Matheus Chaparini
Diversas entidades ligadas ao esporte ocuparam as galerias do Plenário da Assembleia Legislativa para pressionar os deputados a votarem contra a proposta do governo estadual que prevê a extinção da Fundação do Esporte e Lazer do RS (Fundergs). O pacote de medidas foi enviado à Assembleia em regime de urgência, devendo ser votado no prazo de 30 dias.
Foi criada uma frente em defesa da fundação, formada por representantes da Federação Gaúcha de Judô, Federação Gaúcha de Ginástica, o Conselho Regional de Educação Física e a Associação das Federações Esportivas do Rio Grande do Sul. Alguns deputados já manifestaram apoio à frente. E uma petição pública on line foi lançada para arrecadar assinaturas da população.
O diretor técnico da Federação Gaúcha de Judô, Luiz Bayard, ressaltou a importância da Fundergs não somente em relação ao esporte, mas também para a saúde, educação e inclusão social. “A fundação viabiliza diversos convênios promovendo o esporte dentro do estado. A gente acredita que a secretaria não vai conseguir absorver toda essa demanda que a Fundergs possui hoje. Nossa manifestação é a favor do esporte.”
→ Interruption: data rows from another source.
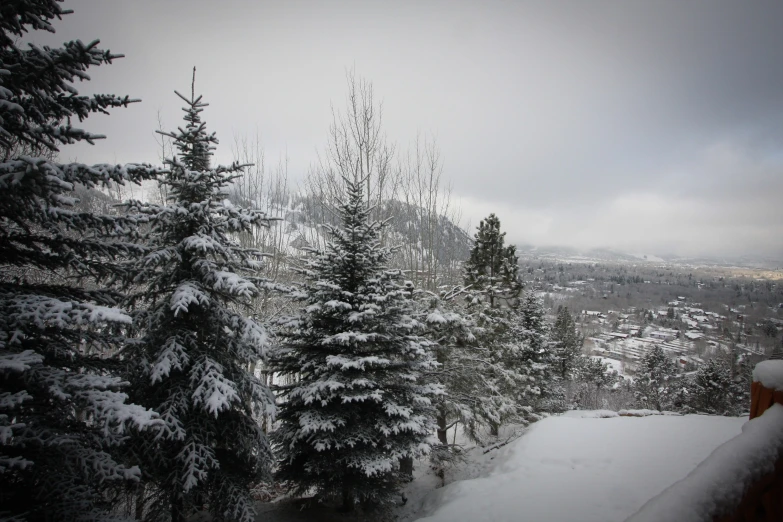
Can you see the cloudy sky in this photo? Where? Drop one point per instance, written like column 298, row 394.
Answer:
column 652, row 127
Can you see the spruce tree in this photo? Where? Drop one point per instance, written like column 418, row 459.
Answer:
column 478, row 386
column 63, row 409
column 493, row 288
column 567, row 344
column 195, row 346
column 655, row 386
column 356, row 401
column 710, row 389
column 492, row 269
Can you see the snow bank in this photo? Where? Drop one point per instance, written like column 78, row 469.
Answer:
column 769, row 374
column 590, row 414
column 583, row 469
column 717, row 485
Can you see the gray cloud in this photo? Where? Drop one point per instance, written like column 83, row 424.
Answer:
column 656, row 126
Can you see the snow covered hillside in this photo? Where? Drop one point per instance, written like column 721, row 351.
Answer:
column 583, row 469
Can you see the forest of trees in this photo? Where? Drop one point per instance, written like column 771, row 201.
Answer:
column 162, row 358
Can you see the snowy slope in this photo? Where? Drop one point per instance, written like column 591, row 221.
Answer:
column 583, row 469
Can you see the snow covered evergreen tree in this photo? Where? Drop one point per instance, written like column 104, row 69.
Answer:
column 655, row 386
column 62, row 409
column 492, row 271
column 479, row 389
column 356, row 402
column 567, row 344
column 190, row 362
column 535, row 358
column 493, row 291
column 710, row 389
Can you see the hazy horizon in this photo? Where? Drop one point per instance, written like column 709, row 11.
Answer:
column 650, row 128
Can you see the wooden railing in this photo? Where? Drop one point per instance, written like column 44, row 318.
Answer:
column 741, row 481
column 763, row 501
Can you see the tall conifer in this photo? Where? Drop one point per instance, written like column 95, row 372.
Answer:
column 62, row 407
column 356, row 403
column 196, row 343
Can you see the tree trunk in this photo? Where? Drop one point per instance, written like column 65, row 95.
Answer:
column 139, row 512
column 406, row 467
column 177, row 509
column 348, row 502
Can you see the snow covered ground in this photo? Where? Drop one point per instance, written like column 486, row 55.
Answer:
column 574, row 467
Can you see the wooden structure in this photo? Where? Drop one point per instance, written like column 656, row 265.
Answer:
column 763, row 502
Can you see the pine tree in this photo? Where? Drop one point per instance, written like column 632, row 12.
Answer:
column 62, row 407
column 493, row 288
column 655, row 385
column 479, row 389
column 567, row 344
column 709, row 392
column 534, row 358
column 356, row 402
column 594, row 377
column 190, row 362
column 492, row 269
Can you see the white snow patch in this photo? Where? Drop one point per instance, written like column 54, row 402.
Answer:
column 717, row 485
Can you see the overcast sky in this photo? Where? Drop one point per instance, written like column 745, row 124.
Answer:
column 652, row 127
No plenário, o deputado Juliano Roso (PC do B) conclamou os gaúchos para defender a Fundergs de qualquer ato que resulte em seu desmonte. Enaltecendo a importância da fundação para o desenvolvimento do esporte gaúcho, Juliano Roso convocou os apoiadores da causa para um grande ato em defesa da Fundergs.
A ação está marcada para as 17h do dia 17 de agosto, próxima segunda-feira, junto ao Centro Estadual de Treinamento Esportivo (CETE). O ato deve conter com a presença de servidores, atletas, ex-atletas, políticos e sociedade em geral. Apoiam a iniciativa diversas entidades esportivas gaúchas, como Grêmio Náutico União, Sogipa, Federação Gaúcha de Judô e Federação Gaúcha de Ginástica.
Maior parte do orçamento não vem do Governo do Estado
O ex-presidente da Fundergs, o professor Claudio Augusto Gutierrez, diz não entender o motivo para acabar com a fundação. “O Brasil está vivendo um ciclo olímpico e os estados estão aproveitando este momento para desenvolver políticas públicas de esporte. Os governos que mais investem no esporte – Minas, São Paulo, Rio de Janeiro e o Rio Grande do Sul era um deles – têm fundação. Uma fundação capta recursos de forma mais ágil do que uma secretaria de estado.”

O orçamento da Fundergs para este ano é de 20 milhões. Deste valor, apenas 3,5 milhões vem do governo do Estado. O restante é obtido através de convênios com federações esportivas, universidade, município e Governo Federal. A Fundergs realiza eventos esportivos para idosos, comunidades indígenas, crianças e jogos para-desportivos.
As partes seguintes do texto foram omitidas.